Karkade perform at Flynn Center for the Performing Arts in Burlington, Vermont in United States - Photo by Nourhan Magdi
NEW HAMPSHIRE, U.S. – 28 September 2018: Mohamed Abu Zekry and his band Karkade have been touring the U.S. for almost one month as part of the State Department’s sponsored cultural exchange program “Center Stage.”
Karkade is one of three Egyptian bands selected to partake in the fourth edition of Center Stage, which marks debut Egyptian participation. The program brings to U.S. soil international bands and artists to expose Americans to different cultures, and expand the bands’ audience.
And now as they come to the end of their tour, Egypt Today spoke with the band’s founder Mohamed Abu Zekry in Claremont city, New Hampshire; their last stage before returning to Egypt. Although Abu Zekry lives in France, he told us that he is planning to move back to his home country.
ET: Is this your first time touring in the United States?
No, I came to the U.S. several times before during the past four years as part of other projects including the Nile Project, in which I participated in two rounds, and got to visit more than 32 U.S. states.

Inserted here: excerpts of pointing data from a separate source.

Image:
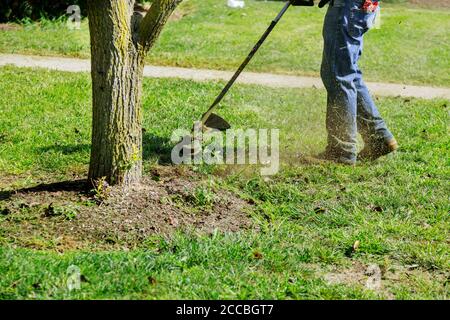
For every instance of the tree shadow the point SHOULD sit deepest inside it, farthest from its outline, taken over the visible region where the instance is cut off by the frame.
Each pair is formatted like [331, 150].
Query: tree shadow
[67, 149]
[81, 186]
[157, 146]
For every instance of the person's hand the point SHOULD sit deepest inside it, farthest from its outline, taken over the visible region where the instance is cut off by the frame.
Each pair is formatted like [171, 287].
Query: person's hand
[322, 3]
[302, 3]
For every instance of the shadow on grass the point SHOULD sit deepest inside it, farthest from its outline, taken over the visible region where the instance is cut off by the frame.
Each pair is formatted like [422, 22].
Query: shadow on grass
[67, 149]
[153, 147]
[79, 186]
[157, 147]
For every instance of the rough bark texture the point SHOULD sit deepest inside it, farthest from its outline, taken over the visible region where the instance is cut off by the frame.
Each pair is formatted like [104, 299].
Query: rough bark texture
[120, 39]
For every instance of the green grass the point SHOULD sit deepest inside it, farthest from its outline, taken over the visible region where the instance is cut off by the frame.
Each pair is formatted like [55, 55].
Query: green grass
[412, 45]
[309, 215]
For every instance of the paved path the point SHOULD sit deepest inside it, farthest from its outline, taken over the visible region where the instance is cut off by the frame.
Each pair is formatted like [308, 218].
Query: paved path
[264, 79]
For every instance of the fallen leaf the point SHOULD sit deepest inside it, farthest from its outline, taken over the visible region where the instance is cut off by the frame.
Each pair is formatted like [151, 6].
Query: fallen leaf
[320, 210]
[257, 255]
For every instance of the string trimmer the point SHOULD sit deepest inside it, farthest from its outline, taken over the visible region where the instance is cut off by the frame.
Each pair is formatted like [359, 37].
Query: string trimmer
[212, 120]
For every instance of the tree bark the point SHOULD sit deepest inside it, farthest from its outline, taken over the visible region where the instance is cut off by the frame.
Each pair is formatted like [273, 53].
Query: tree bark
[120, 39]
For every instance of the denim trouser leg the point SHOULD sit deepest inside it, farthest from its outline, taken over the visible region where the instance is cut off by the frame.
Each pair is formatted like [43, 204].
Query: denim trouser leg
[372, 127]
[349, 104]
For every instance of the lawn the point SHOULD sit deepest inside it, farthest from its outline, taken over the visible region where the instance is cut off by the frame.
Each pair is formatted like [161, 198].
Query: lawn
[208, 34]
[308, 217]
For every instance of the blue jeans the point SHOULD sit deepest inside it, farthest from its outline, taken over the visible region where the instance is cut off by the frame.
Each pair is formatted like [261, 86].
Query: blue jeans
[350, 107]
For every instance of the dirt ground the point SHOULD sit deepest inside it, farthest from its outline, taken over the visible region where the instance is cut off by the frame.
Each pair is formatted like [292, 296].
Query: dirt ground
[65, 216]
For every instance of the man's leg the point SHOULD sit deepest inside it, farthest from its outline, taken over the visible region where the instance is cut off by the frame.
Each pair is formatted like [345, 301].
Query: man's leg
[377, 138]
[339, 71]
[371, 125]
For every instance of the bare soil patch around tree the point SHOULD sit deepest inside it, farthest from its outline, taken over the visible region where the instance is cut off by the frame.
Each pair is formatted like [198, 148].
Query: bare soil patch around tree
[66, 216]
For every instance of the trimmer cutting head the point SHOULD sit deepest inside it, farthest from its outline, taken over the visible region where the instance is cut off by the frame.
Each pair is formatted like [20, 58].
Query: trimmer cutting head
[216, 122]
[192, 145]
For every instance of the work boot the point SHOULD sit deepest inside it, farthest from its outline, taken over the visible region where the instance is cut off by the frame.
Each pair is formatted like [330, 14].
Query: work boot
[371, 152]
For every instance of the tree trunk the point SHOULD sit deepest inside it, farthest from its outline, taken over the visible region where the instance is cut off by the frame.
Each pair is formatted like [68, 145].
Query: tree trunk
[120, 38]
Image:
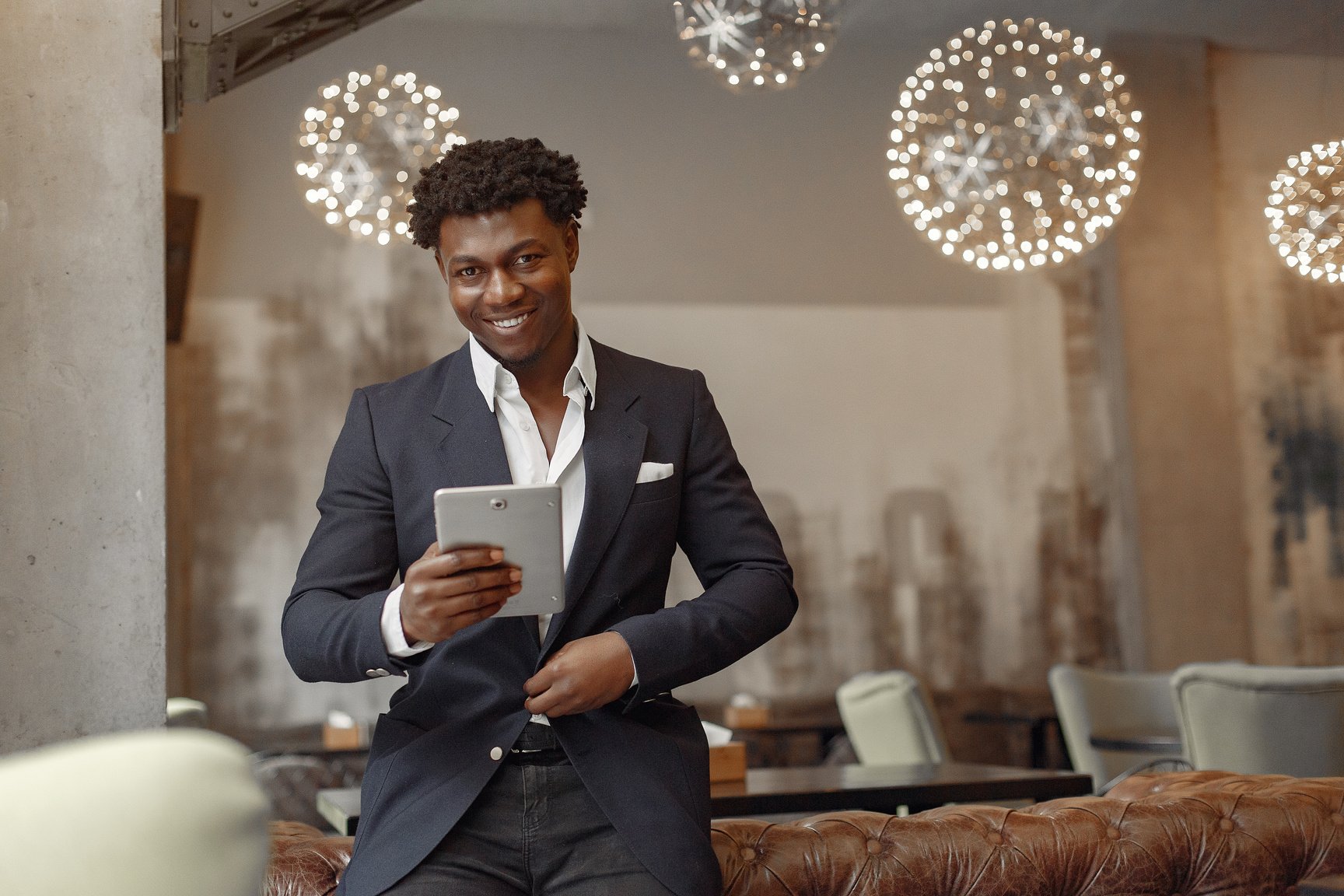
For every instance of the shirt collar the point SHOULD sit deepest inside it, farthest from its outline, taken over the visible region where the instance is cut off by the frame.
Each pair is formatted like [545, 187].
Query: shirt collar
[579, 382]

I do not strongly exist in the Egyptian musical scene as I have been living in France for the past 10 years; however, I represented Egypt in different tours across many countries.
Karkade's founder AbuZekry performs at Flynn Center for the Performing Arts in Burlington, Vermont in United States - Photo by Nourhan Magdi
ET: How important is Center Stage program to Karkade?

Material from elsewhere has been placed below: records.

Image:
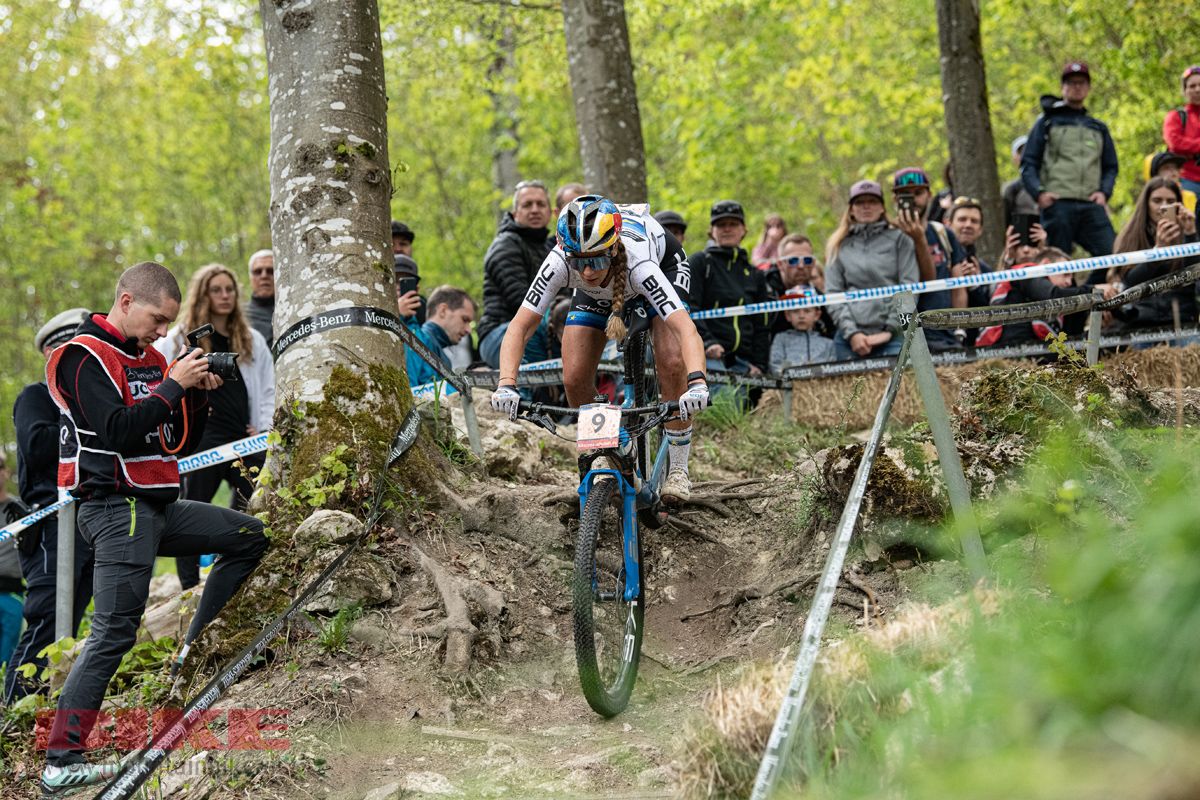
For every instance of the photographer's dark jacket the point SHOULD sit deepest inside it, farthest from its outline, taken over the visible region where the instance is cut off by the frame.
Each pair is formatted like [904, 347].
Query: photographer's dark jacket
[723, 277]
[1069, 154]
[509, 266]
[36, 419]
[113, 397]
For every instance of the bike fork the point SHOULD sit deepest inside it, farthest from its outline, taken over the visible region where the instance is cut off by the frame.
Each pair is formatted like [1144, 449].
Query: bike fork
[629, 529]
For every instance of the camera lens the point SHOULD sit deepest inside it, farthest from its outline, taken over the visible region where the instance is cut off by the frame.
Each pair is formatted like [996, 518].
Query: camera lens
[223, 365]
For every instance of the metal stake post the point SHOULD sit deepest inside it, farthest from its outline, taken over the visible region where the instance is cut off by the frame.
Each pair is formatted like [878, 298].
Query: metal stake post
[1093, 330]
[64, 573]
[943, 437]
[468, 415]
[780, 743]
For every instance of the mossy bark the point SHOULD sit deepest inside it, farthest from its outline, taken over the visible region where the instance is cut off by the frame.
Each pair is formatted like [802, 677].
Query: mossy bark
[342, 391]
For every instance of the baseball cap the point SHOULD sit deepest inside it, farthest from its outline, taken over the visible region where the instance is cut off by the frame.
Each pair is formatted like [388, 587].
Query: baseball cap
[60, 329]
[865, 188]
[1163, 158]
[406, 265]
[910, 176]
[726, 209]
[671, 218]
[1075, 68]
[798, 290]
[402, 230]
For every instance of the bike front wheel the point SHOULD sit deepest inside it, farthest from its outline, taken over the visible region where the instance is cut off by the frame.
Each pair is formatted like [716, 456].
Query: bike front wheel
[607, 626]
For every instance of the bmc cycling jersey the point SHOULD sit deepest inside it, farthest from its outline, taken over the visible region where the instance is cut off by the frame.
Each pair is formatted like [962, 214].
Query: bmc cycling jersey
[657, 270]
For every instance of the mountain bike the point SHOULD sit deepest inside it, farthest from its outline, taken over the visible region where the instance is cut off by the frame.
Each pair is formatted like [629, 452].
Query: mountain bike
[616, 498]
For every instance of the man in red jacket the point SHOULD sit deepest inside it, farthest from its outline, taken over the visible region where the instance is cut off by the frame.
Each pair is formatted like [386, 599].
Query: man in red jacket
[124, 415]
[1181, 130]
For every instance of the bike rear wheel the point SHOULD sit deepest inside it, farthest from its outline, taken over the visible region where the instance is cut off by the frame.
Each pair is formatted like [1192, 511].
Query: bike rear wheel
[607, 627]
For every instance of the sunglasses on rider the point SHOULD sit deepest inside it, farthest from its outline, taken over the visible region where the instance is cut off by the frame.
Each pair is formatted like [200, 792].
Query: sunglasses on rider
[598, 263]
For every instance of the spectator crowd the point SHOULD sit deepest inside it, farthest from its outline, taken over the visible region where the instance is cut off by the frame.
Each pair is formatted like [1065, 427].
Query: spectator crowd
[897, 232]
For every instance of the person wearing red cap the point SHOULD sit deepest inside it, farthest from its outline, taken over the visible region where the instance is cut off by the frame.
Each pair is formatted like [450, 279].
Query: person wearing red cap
[1181, 130]
[864, 252]
[1071, 168]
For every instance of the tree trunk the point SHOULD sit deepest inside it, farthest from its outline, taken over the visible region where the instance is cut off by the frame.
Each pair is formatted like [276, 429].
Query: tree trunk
[601, 70]
[502, 92]
[330, 191]
[967, 119]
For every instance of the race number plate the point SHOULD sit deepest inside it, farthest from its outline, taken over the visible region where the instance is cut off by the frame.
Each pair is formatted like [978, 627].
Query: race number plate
[599, 427]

It is important for Karkade to be selected to participate in this program, and the tour is considered to be a revival for the band after its establishment two years ago.

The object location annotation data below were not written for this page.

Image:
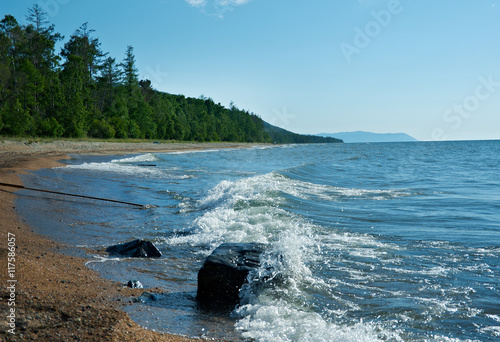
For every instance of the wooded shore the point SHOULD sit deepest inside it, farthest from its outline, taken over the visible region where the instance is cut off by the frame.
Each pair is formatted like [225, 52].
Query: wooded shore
[51, 296]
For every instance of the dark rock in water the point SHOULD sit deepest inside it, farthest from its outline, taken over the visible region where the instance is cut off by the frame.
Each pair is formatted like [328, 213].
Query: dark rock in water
[146, 297]
[136, 249]
[225, 271]
[135, 284]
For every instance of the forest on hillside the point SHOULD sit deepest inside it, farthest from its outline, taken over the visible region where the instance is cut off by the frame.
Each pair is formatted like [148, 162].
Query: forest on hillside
[84, 92]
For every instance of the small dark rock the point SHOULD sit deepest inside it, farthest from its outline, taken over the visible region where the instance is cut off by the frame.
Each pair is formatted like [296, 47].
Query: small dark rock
[135, 284]
[136, 249]
[225, 271]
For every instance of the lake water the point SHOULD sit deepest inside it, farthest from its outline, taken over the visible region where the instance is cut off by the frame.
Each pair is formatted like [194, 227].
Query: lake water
[377, 242]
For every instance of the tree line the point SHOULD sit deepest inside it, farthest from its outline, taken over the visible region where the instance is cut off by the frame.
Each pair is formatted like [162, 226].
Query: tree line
[84, 92]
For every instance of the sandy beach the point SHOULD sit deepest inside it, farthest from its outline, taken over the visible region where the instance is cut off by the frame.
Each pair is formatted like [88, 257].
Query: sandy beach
[50, 296]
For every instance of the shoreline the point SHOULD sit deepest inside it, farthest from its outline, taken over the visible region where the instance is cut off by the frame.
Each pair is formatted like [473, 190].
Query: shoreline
[55, 297]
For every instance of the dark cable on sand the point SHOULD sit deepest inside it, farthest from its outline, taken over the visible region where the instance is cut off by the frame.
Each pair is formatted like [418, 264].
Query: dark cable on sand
[82, 196]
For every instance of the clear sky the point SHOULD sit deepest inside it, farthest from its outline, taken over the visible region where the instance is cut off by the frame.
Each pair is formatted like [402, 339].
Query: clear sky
[428, 68]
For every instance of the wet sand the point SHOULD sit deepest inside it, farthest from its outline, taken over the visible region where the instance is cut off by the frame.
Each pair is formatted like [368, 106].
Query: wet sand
[51, 296]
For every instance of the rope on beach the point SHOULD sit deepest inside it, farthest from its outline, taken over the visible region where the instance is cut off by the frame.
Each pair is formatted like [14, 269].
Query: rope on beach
[74, 195]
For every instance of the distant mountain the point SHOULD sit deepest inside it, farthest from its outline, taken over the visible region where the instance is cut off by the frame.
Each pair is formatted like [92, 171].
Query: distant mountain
[359, 136]
[282, 136]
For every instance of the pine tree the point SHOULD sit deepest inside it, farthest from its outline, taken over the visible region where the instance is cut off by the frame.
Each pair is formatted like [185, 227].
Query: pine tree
[130, 71]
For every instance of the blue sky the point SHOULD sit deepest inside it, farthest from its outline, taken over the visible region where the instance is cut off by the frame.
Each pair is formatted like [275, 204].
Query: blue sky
[427, 68]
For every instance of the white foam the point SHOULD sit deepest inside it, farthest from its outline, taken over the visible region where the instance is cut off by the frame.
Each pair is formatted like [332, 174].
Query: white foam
[148, 157]
[278, 322]
[124, 166]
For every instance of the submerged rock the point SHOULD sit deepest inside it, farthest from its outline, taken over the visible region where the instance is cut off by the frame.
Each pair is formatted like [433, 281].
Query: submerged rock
[135, 249]
[225, 271]
[135, 284]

I wrote the songs that we play in Karkade, and I meant for them to express and move through Egyptian folklore.
Karkade perform at Union Episcopal Church in Claremont, New Hampshire in United States - Photo by Nourhan Magdi
ET: How do did the program come to select different types of musical bands from Egypt?
The idea of Center Stage program is to present different types of modern music like Dina el-Wedidi’s and Youssra el-Hawary’s bands, as well as to feature oriental music that comes from Egyptian folklore, which is why they picked us.
Unfortunately, little attention is paid to Takht music in Egypt at the moment, and that’s what pushed me to establish our band Karkade, although I also do modern music.
Karkade band visit a high school in Claremont, New Hampshire in US - Photo by Nourhan Magdi
ET: What other activities did the program feature as part of your tour in the U.S.?
What is amazing about the program is that it includes different events beside the concerts. So, we visit schools and universities, and we got the chance to talk with kids about Egypt, the history of music in our country and our musical instruments.
We also shared the stage for the first time with American musicians at a jazz club in Philadelphia. We do not usually see this kind of openness and musical inclusivity in our Arab countries, and I dream of cultural institutions that support arts to open up in Egypt, by the time I move back and live in Egypt.
Students listening to Karkade band performance during a visit to a high school in Claremont, New Hampshire in US - Photo by Nourhan Magdi
ET: How do you see American audiences’ reaction to the oriental music you perform?
In our concerts, we saw that the American audiences were amazed by the oriental music, and we felt that they were really excited about the oriental rhythms, which are different from what they usually listen to.
It is really surprising that we do Takht music, which is a non-modern music, and we still get that huge applause.